The Immigration Appeal Division (IAD) has a duty to deal with appeals, simply, quickly and fairly. The IAD currently has over 10,000 appeals that are pending. This is resulting in excessive delays for parties who are waiting for their appeals to be resolved. On July 2, 2015 the IAD took steps to address this problem by introducing three administrative changes to its process (confirmation of intent to proceed, move to a one-step abandonment process and no reasonable prospect of success process). These measures have enabled the IAD to focus more of its resources on those appeals that fall within its jurisdiction and where appellants intend to proceed.
The IAD has identified an additional process that requires change: the cancellation of a stay of a removal order under subsection 68(4) of the Immigration and Refugee Protection Act (IRPA).
What is the current process?
If the IAD has resolved a removal order appeal where the appellant was found inadmissible for serious criminality or criminality by staying the removal order, and the appellant is convicted of another serious criminality offence described in subsection 36(1) of the IRPA (an offence punishable by a maximum term of imprisonment of at least 10 years or an offence for which a term of imprisonment of more than six months has been imposed), subsection 68(4) works to cancel the stay by operation of law and the appeal is terminated.
IAD Rule 27(1) provides that if a stay of removal is cancelled under subsection 68(4), the Minister must provide the IAD and the appellant with written notice of cancellation.
Right now, when the IAD receives a notice of cancellation of stay from the Minister, it contacts both parties and gives them the opportunity to make written submissions on the question of whether the stay is cancelled and the appeal terminated. In almost all cases where the IAD requests submissions, appellants either do not respond, or they provide submissions that do not deal with the application of subsection 68(4) but deal instead with humanitarian and compassionate considerations. The IAD has no jurisdiction to consider humanitarian and compassionate considerations in these situations.
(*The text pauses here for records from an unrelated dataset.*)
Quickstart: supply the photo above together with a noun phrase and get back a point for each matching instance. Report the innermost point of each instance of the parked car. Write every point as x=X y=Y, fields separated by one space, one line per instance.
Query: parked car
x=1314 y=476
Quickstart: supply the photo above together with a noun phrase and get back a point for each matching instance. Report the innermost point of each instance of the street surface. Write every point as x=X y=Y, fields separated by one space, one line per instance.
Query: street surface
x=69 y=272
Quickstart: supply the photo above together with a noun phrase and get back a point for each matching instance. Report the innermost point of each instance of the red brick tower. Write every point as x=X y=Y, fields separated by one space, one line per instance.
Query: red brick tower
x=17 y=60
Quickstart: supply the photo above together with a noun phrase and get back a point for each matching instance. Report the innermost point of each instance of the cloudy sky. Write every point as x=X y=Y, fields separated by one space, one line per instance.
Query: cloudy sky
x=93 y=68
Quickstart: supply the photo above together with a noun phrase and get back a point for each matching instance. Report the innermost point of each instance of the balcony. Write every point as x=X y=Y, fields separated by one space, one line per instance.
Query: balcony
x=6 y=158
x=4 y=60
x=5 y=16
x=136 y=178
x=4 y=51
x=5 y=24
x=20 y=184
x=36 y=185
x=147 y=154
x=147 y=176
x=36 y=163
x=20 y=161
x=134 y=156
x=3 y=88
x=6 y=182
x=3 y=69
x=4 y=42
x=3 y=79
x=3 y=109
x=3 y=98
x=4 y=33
What changes are being introduced?
Beginning March 1, 2016, the IAD will no longer automatically ask the parties to provide written submissions upon receipt of a notice of cancellation. Instead, fifteen days after the IAD has received a notice of cancellation from the Minister, the notice together with the appeal file (including any additional documents received by the IAD from the parties within the fifteen days) will be forwarded to a member for decision.
The IAD may dispose of the appeal on the basis of the documents in the appeal file (including documents provided by the parties within the fifteen day period) without requesting written submissions and without holding a hearing in accordance with IAD Rule 25.
If the member decides that subsection 68(4) applies, the stay is cancelled by operation of law and the appeal is terminated. The parties will then receive notice of the decision and reasons for the decision terminating the appeal.
If the member decides that subsection 68(4) does not apply, the parties will receive notice of the decision and reasons for the decision. The stay of the removal order will continue on the conditions set out in the stay.
If the member decides that it would not be appropriate to deal with the appeal without submissions, the IAD will advise the parties in writing. The parties will be given an opportunity to provide written submissions. The member will then consider the written submissions together with the appeal in deciding whether or not subsection 68(4) applies to the stay of the removal order.